Меж тем тротуары кончились, улица раздалась вширь, сбегая все круче под уклон, и по обе стороны почти непрерывно тянулись высокие стены, над которыми нависали ветви деревьев? но теперь справа стало больше угольных ям, а впереди, на расстоянии трехсот ярдов, был крутой поворот влево, и примерно на таком же расстоянии от этого поворота, над их домом, улица исчезала из виду. Там, вдали, были низкие, покатые холмы, скрытые деревьями. Большие особняки почти все оставались слева, они стояли поодаль, над ущельем, с тем расчетом, чтобы из окон открывался вид на вулканы по ту сторону долины. Ивонна снова увидела дальние горы в просвете меж двух особняков, которые разделяло небольшое поле, огороженное колючей проволокой и поросшее высокими, усеянными шипами травами, скученными в исступленном неистовстве, словно под натиском урагана, который налетел и умчался прочь. Вот они, Попокатепетль и Истаксиуатль, далекие посланцы вулканов Мауна-Лoa, Мокуавеовео: склоны их окутаны сейчас темными облаками. И трава, подумалось ей, не такая уж зеленая, хотя сезон дождей кончился совсем недавно: видимо, тут была засуха, но канавы по обеим сторонам улицы полны до краев, питаемые стремительными горными потоками, и…

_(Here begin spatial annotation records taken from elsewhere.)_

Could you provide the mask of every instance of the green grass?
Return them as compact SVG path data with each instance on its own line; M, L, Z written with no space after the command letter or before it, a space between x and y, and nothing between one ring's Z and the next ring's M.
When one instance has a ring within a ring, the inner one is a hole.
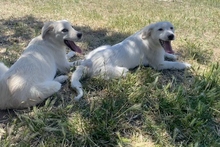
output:
M83 32L85 53L168 20L179 60L193 65L85 79L79 102L67 81L38 106L0 112L0 146L220 146L219 8L218 0L0 1L0 60L9 66L43 22L59 19Z

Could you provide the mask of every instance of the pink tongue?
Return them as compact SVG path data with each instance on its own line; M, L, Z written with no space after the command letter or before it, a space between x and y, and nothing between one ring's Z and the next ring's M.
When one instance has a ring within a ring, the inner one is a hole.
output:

— И он тоже на месте. Куда ему деваться.
Консул, не поворачиваясь, кивком указал на особняк мсье Ляруэля.
— Кто… кто на месте?.. — Ивонна запнулась. Она посмотрела назад: никого, только пеон, глазевший на особняк, отошел прочь и скрылся за углом.
— Жак.
— Жак!
— Ясное дело. Мы с ним пережили тут суровые времена, испробовали решительно все — от писаний епископа Беркли до слабительного в четыре утра.
— Что вы испробовали?
— Дипломатическую службу. — Консул помолчал, раскуривая трубку. — Право же, иногда я всерьез думаю, что надо и ее помянуть добром.

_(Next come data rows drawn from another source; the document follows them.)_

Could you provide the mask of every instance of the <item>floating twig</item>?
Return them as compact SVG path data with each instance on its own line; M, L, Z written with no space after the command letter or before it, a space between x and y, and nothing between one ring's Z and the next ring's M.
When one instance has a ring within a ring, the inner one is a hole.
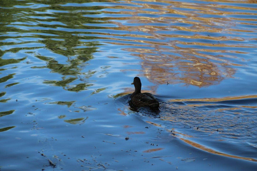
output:
M114 143L113 142L110 142L109 141L105 141L104 140L103 140L103 141L104 142L106 142L106 143L113 143L113 144L116 144L115 143Z

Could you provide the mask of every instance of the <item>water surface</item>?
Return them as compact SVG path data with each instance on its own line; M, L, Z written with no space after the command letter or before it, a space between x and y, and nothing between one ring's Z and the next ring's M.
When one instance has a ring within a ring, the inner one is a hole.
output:
M1 1L0 170L255 170L256 2Z

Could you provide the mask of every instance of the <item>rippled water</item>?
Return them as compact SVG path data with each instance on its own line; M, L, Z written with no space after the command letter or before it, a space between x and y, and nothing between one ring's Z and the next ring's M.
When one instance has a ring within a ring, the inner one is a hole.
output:
M256 170L256 1L0 2L0 170Z

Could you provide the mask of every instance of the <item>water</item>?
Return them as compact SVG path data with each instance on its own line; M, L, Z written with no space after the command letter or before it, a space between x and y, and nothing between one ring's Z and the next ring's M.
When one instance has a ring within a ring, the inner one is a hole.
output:
M0 170L256 170L256 1L77 2L1 1Z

Остановившись, он бросил спичку в канаву, до краев наполненную водой, но при этом они непостижимым образом продолжали путь и даже ускоряли шаги: с удивлением услышала она быстрое нетерпеливое постукивание своих каблуков по мостовой и притворно непринужденный голос консула у себя над ухом.
— Если б тебе случайно довелось, скажем, занимать пост английского атташе при посольстве белой России в Загребе в тысяча девятьсот двадцать втором году, а я всегда считал, что такая женщина, как ты, прекрасно справилась бы с должностью атташе при посольстве белой России в Загребе в двадцать втором, хотя одному богу известно, как это посольство ухитрилось просуществовать до тех пор, но, так или иначе, ты могла бы усвоить там если не своего рода профессиональную выучку, то по крайней мере личину, маску, умение придать своему лицу в любой миг выражение благородного и лживого бесстрастия.
— Но я прекрасно понимаю, как тебя это задевает… как равнодушие, которое выказываем мы, то бишь я и Жак, задевает тебя, представляется еще неблаговидней, чем то, что Жак, к примеру, не уехал отсюда вслед за тобой иди что мы с ним остались друзьями.
— И если б тебе довелось, Ивонна, стоять на мостике английского военного корабля, который охотится за вражескими подлодками, а я всегда считал, что такая женщина, как ты, прекрасно смотрелась бы на мостике такого корабля, и целыми днями любоваться в подзорную трубу на Тоттенхем-Корт-роуд, разумеется лишь фигурально, ты научилась бы…
— Умоляю, гляди себе под ноги!
— А если б тебе довелось быть консулом в Рогоносцеграде, в этом городишке, над которым висит, как проклятие, несчастная любовь Максимилиана и Шарлотты, тогда, право же, ты…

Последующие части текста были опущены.